Months after the March 2010 fire, Sommerfield, representing himself and after filing a complaint with the Terrace RCMP directly, sued the ministry in small claims court.

He spent over four years researching and building his case, in which he claimed the RCMP officers unduly confiscated his guns and that when he signed a release giving his permission for the RCMP to destroy the guns he was under duress and misled. The case took up four court days and heard testimony from four witnesses. The judge’s decision came just over five years after the fire.

The case in part hinged on whether or not that release signed by Sommerfield at hospital after the fire where he was being treated for serious burns to his arm, giving the officers permission to destroy the guns, was valid. Wright ruled that Sommerfield voluntarily signed a release allowing the officers to destroy the guns, and was not intimidated and misled into signing the release as he maintained.

Wright said that Sommerfield’s memory of the signing and when it took place was simply mistaken and that corroborative evidence tended to be consistent with the defence’s version of events.

Wright said he was “in no way suggesting the claimant is not telling the truth as he recalled to the court … mistaken about events, nothing more.”

Wright said in his ruling that Sommerfield was lucid and rational in an audio recording recorded at the hospital after the fire, submitted as evidence by the defense at the encouragement of the judge, who wanted to hear it in order to determine Sommerfield’s mental state.

“There is no evidence the plaintiff didn’t have full intellectual capacity,” said Wright.

As the claimant failed to prove the defence was liable, any question of money owed to Sommerfield was not an issue, said Wright.

This was not welcome news for Sommerfield, who said the case shook his trust in the RCMP who he believes made an error and tried to cover it up.

He called the decision “a joke” after the ruling and said that “judges can also be mistaken.”

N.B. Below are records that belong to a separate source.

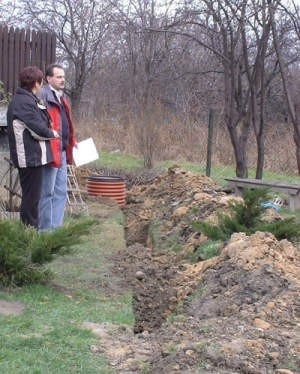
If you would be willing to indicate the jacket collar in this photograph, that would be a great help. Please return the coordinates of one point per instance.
(22, 91)
(49, 95)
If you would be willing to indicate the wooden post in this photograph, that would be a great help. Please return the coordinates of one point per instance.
(209, 142)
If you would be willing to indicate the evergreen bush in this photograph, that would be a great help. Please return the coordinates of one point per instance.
(247, 217)
(23, 250)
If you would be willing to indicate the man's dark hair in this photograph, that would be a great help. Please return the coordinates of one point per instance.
(50, 69)
(29, 76)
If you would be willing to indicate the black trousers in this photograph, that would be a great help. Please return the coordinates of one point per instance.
(31, 183)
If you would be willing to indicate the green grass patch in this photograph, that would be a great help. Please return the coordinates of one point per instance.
(47, 337)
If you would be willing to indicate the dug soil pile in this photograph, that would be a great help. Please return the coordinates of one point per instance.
(237, 312)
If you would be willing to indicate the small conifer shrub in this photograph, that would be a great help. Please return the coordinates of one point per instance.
(23, 250)
(247, 217)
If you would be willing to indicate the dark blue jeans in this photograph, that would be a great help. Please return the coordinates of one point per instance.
(31, 183)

“I didn’t realize that much emphasis would be put on that I signed the release,” he added, but said he didn’t think hiring a lawyer would have helped his cause. Sommerfield maintained afterwards that the release he signed used the term “firearm” and that “a gun that cannot shoot is not a firearm” – a familiar refrain heard from Sommerfield in court.

Sommerfield said he wouldn’t be appealing the ruling.

“I’m not going to bother,” he said, “for the four or five thousand dollars it could get me. I’ve had enough of it.”

Still, he seemed surprised the judge didn’t decide in his favour.

“I was expecting at least something,” he said. “I get nothing, but I don’t need the money.”

Mostly, he just wants his story to be told so that others can learn from his experience, he said, adding that he is going to “make a file [on the case] and put it in the library for others.”